Her family fled the violence that engulfed Sixth Street last summer, when Sunni and Shiite militias battled each other in the streets of this neighborhood, Saidiyah. The women stayed with relatives in another part of Baghdad, and when they returned, they found their door broken and their computer and television missing.
The government said it would give all returning refugees a one-time payment of approximately $900 to help them resettle in their homes. But in Saidiyah, where almost 400 families have returned since February, only 285 have received the money, said Lt. Col. Johnnie Johnson, whose 4-64 armor battalion of the Fourth Brigade, Third Infantry Division, patrols the area. Jawari’s family was not among them.

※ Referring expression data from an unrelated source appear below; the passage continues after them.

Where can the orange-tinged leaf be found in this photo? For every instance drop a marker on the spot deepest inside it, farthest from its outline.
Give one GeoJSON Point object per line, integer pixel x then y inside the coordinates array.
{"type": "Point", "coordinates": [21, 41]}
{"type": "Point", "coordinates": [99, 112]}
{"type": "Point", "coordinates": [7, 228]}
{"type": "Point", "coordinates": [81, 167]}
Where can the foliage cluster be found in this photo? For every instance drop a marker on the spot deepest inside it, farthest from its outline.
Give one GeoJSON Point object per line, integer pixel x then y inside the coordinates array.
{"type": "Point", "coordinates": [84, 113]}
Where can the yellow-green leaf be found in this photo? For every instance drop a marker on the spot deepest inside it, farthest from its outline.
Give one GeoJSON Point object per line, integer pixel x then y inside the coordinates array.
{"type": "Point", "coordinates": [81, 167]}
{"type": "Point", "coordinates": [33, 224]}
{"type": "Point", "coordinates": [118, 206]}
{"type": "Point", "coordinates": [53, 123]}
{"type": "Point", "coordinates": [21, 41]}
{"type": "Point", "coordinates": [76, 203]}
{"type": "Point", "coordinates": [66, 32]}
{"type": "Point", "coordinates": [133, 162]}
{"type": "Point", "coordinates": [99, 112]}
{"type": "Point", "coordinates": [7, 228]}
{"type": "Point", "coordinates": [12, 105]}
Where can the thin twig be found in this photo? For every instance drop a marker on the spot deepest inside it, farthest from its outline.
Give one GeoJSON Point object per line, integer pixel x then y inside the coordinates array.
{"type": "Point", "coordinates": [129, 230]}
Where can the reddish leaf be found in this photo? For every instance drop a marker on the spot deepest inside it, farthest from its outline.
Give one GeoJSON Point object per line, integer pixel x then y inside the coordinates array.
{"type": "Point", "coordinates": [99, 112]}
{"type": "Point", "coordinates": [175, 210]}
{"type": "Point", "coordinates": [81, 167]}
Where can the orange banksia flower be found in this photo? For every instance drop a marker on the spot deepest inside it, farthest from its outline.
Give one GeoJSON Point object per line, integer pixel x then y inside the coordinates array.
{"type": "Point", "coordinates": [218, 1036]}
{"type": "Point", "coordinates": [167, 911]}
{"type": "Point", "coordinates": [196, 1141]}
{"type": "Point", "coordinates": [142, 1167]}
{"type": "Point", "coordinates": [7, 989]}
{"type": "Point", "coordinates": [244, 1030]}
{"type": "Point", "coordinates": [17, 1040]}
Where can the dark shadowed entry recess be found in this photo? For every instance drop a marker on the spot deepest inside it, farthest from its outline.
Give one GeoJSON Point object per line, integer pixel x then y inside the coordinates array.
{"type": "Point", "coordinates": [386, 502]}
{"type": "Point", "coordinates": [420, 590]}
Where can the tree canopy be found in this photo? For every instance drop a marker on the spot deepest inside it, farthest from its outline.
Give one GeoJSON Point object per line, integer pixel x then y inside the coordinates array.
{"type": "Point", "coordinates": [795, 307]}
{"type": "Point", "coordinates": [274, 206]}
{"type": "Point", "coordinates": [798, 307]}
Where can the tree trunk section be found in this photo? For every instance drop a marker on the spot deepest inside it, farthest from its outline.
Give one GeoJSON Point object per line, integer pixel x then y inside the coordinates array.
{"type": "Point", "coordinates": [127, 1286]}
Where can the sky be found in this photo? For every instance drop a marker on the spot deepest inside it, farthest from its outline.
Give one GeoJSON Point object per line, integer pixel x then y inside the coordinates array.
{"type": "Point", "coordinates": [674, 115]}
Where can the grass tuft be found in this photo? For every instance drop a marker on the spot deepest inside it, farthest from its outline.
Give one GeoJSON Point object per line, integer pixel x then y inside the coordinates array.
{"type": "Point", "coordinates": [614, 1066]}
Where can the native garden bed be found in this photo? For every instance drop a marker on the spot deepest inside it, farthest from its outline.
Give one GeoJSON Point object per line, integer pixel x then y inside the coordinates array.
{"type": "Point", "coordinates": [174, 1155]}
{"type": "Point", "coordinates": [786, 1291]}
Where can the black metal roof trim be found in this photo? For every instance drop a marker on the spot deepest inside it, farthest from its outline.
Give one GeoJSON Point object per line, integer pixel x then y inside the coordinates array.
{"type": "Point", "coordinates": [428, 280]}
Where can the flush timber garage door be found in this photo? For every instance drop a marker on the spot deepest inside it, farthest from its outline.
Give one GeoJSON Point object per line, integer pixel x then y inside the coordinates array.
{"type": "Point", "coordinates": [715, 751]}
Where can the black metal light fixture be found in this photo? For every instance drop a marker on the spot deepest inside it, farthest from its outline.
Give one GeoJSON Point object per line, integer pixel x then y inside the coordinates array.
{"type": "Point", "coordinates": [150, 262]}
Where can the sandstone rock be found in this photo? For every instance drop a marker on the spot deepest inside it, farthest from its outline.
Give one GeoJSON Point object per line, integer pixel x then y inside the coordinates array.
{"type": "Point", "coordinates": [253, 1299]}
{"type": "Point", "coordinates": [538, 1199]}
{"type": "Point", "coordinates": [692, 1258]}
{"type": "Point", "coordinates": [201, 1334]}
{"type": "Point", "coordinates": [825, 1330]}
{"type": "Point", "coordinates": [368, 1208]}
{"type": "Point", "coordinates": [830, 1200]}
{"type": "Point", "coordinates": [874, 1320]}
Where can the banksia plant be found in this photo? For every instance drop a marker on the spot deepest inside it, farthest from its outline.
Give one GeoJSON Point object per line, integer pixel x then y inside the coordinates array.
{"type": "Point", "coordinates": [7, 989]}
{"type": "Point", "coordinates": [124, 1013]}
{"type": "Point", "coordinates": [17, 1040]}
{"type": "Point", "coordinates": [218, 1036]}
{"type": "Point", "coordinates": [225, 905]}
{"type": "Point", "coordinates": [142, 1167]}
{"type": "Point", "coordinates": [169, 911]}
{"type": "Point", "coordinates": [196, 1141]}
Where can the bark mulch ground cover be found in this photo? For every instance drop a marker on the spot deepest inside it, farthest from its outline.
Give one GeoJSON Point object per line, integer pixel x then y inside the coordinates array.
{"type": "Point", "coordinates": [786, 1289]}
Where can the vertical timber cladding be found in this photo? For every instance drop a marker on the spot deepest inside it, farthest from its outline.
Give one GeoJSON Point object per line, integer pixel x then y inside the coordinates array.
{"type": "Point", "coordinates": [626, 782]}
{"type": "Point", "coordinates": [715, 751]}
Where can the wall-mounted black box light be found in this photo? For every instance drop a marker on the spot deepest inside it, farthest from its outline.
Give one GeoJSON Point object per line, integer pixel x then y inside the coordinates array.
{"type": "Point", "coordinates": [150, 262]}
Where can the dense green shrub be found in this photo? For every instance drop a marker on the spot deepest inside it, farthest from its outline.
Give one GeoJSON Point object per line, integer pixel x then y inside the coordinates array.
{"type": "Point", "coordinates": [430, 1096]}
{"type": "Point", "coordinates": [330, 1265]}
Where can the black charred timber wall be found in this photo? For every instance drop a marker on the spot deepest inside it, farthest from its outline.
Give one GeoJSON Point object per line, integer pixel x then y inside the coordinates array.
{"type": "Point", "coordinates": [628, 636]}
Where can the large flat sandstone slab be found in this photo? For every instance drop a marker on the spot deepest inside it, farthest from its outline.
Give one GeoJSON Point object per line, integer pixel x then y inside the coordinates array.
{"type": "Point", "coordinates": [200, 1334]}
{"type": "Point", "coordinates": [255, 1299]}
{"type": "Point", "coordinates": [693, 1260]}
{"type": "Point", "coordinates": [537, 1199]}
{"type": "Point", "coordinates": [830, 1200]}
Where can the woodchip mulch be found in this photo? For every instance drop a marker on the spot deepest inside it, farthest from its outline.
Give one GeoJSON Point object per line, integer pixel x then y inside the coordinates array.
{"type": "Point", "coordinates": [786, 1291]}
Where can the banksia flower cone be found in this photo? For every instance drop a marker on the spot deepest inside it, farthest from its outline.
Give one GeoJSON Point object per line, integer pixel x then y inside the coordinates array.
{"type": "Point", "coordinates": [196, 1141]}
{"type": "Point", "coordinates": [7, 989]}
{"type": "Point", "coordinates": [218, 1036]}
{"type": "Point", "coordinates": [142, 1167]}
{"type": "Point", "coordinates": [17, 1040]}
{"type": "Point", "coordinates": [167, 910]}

The family depends on the government-issued ration cards, which all Baghdad residents receive to buy heavily subsidized rice, flour, oil, sugar and chickpeas. To pay for electricity, clothes and the rare treats of meat or fried fish—once every month or two—Jawari and her mother have been selling their jewelry. They also sold a plot of land they had owned in the country. Even on a diet of rice, eggs and pasta, the family spends between $250 and $400 a month.
Mason tried words of encouragement.
“Things will get better,” he said. “The security is already better. Hopefully, soon the power will get better in all of Iraq.”
Jawari shrugged.
“Under Saddam Hussein that’s what they used to tell us, too: This will get better, that will get better, the power will get better. And—nothing,” she showed Mason the empty palms of her hands. Then she added, in English, for emphasis: “Never.”